Court: DPP Questions Defendant In Murder Case

September 3, 2015

The Supreme Court trial of Kiahna Trott-Edwards, who is accused of murdering 16-year-old Berkeley Institute student Shijuan Mungal, continued with the defendant being cross examined by Director of Public Prosecutions Rory Fields.

Mr Mungal died in September 2014 after sustaining head injuries, and Ms Trott-Edwards was charged with murder on September 12, 2014.

The jury previously heard from the bus driver operating the bus where the incident started, Mr Mungal’s friend who was with him when the altercation took place, as well as from the defendant herself.

Remaining on the stand and under cross examination by Director of Public Prosecutions Rory Fields, Ms Trott-Edwards told the court that she did not intend to hit Mr Mungal in his head, saying that she panicked as he walked towards her as if he were going to attack her.

She had previously told the jury that the victim ducked the second time she swung the bat causing the bat to strike his head and not his arm, as she had intended.

Mr. Field suggested that she might have made up this detail to support her self-defense stance, however Ms Trott-Edwards denied the suggestion, telling the jury that her account of the events has not changed since her initial police statement given in September 2014.

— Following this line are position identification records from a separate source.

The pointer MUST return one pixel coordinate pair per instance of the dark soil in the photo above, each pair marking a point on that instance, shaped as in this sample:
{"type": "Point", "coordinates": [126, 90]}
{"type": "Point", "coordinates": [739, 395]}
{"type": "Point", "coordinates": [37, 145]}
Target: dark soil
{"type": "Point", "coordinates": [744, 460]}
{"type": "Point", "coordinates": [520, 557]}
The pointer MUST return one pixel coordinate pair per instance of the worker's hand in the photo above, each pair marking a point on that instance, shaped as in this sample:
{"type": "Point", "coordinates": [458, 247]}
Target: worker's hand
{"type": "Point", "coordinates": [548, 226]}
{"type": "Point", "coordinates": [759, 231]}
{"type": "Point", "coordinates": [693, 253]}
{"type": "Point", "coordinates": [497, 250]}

After being asked by the Director of Public Prosecutions why, if she felt threatened by Mr. Mungal, she not call the police, shout for help or go back inside; Ms Trott-Edward told the jury that the situation unfolded very quickly and that her initial reaction was to grab the bat.

Ms Trott Edwards then told the jury that the day after the incident she saw an online news report about a 16-year-old male in the Intensive Care Unit of KEMH after a reported altercation on Ord Road, however she did not initially realise it was Mr Mungal until the police contacted her.

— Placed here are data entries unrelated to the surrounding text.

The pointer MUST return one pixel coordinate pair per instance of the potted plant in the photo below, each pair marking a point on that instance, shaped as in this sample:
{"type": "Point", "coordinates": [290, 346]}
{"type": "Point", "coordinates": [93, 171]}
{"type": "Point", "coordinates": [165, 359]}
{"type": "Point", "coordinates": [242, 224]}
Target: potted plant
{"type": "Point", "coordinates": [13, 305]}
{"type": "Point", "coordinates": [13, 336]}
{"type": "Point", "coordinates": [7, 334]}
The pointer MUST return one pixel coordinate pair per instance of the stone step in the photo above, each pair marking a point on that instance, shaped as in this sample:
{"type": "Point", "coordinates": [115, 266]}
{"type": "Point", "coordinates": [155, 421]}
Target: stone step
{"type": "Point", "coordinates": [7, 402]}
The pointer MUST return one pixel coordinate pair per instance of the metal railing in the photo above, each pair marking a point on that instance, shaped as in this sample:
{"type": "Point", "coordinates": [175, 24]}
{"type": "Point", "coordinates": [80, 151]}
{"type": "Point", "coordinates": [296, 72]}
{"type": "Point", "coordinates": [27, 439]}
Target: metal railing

The defendant suggested that one of the young males who testified had mislead the jury about what she said to the victim, and also suggested that the witnesses were threatened by the police and the prosecution into giving evidence in exchange for the clearing of their police records.

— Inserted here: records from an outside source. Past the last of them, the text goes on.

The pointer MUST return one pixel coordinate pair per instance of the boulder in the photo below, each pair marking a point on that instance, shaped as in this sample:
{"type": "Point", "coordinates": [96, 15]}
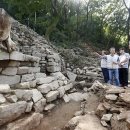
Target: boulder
{"type": "Point", "coordinates": [12, 98]}
{"type": "Point", "coordinates": [12, 111]}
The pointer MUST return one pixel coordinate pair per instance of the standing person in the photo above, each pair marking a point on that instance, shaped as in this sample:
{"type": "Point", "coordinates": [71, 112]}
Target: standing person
{"type": "Point", "coordinates": [112, 65]}
{"type": "Point", "coordinates": [104, 67]}
{"type": "Point", "coordinates": [123, 67]}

Mr. Field asked Ms Trott Edwards if there was this ‘grand conspiracy’ against her, why did she not instruct her lawyer to put these accusations to the witnesses.

After the defendant’s testimony, the defense called character witnesses to testify on behalf of Ms Trott-Edwards, including Michael Weeks, the Member of Parliament for Constituency #16 Pembroke East Central.

Mr. Weeks told the jury he has known the defendant her whole life, and testified that she is a kind person who is very attentive to her children.

He also said that when he heard the accusations against her, he was in shock and believed that the altercation must have been a last resort.

Ms Trott-Edwards, 32, has denied the charge of murder, and the trial continues.